Both Obama and McCain also have called for a regulatory overhaul. Obama says he wants more oversight of institutions that take bailouts from the Federal Reserve, streamlining of the agencies that monitor different kinds of financial firms and new requirements that institutions must carry liquid assets on their books and do more to disclose their holdings to shareholders. McCain has called for replacing "the outdated and ineffective patchwork quilt of regulatory oversight in Washington" and bringing "transparency and accountability to Wall Street."

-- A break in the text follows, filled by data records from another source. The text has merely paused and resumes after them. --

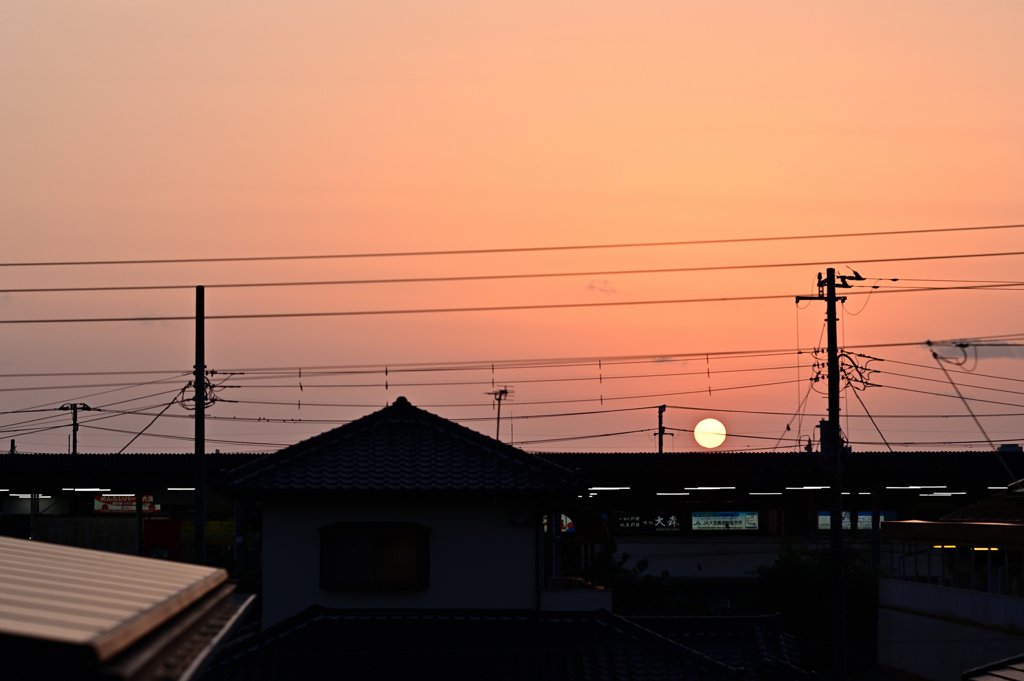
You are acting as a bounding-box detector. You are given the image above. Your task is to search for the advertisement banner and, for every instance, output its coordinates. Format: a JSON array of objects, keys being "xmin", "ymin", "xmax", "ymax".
[
  {"xmin": 690, "ymin": 511, "xmax": 758, "ymax": 529},
  {"xmin": 92, "ymin": 495, "xmax": 160, "ymax": 513},
  {"xmin": 818, "ymin": 511, "xmax": 896, "ymax": 529}
]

There are many proposals floating around for how to do this, and Goldstein has his own long list. Among his suggestions: new liquidity requirements for banks, closer oversight of credit rating agencies, better coordination between monetary and regulatory authorities, and a way for institutions that aren't banks -- such as mega-insurer American International Group Inc., which got an $85 billion loan from the Fed last month -- to work out their problems without seeking bankruptcy or asking for government aid. He also says the next president and Congress will need to return to private hands the two troubled mortgage giants, Fannie Mae and Freddie Mac, which were taken over by the Treasury last month.

Such an overhaul, Goldstein said, would be "an opportunity to make the system safer."

He concedes that tighter rules will mean smaller profits for the financial companies, but said there will be plenty of public support for the next administration to clamp down.

"There's been enough damage done that there's going to be a strong push for regulatory reform," he said. "People are fed up."

Investing in the Future Financial oversight is only one of the areas where the next president will have an opportunity to fundamentally re-shape economic policy for the long term. Both McCain and Obama say they have plans to use tax policy to stimulate economic growth -- McCain by continuing the tax cuts for higher-income Americans that were instituted during President Bush's first term, and Obama by cutting taxes for the middle class and increasing levies on the wealthy.

The Bush-era tax cuts are set to expire in 2010. Meanwhile, other pressing tax issues have been put off year after year, such as the enactment of a permanent fix to halt the spread of the alternative minimum tax to the middle class. With those pressures building, a sweeping overhaul of the tax code is possible -- even if it isn't yet likely -- and the next occupant of the White House will have an opportunity to push for changes.

Finally, economists say, the next administration will put its stamp on the vexing problems surrounding trade and employment that have accompanied the rapid pace of globalization. At stake is nothing less than the nation's role in the world economy. Free-trade agreements, and the U.S. trade deficit, averaging $60 billion a month, will be a part of this discussion, as will the dollar's relationship to global currencies. "You can't fix the economy unless you fix the trade deficit and currency imbalance," said Peter Morici, an economist at the University of Maryland.

As certain kinds of unskilled jobs have relocated to countries where labor costs are lower, the United States must find new industries to employ its workers and train its citizens to have useful and flexible skills. Spending on job creation and preparedness is an important long-term investment, said Harry Holzer, a Georgetown University economist. "My concern is that in the crisis, people will say we can't afford the kind of investments we're talking about," Holzer said. "The crisis is a short-term phenomenon. It doesn't change the long-term challenges we have."

Still, he said, workforce development and job creation may not be the first thing on the next president's economic priority list. "I think there's a lot on the plate," he said. "There was even before the bailout and the downturn. Now, the bailout and the downturn, I think, will dominate the first year of any new president's administration."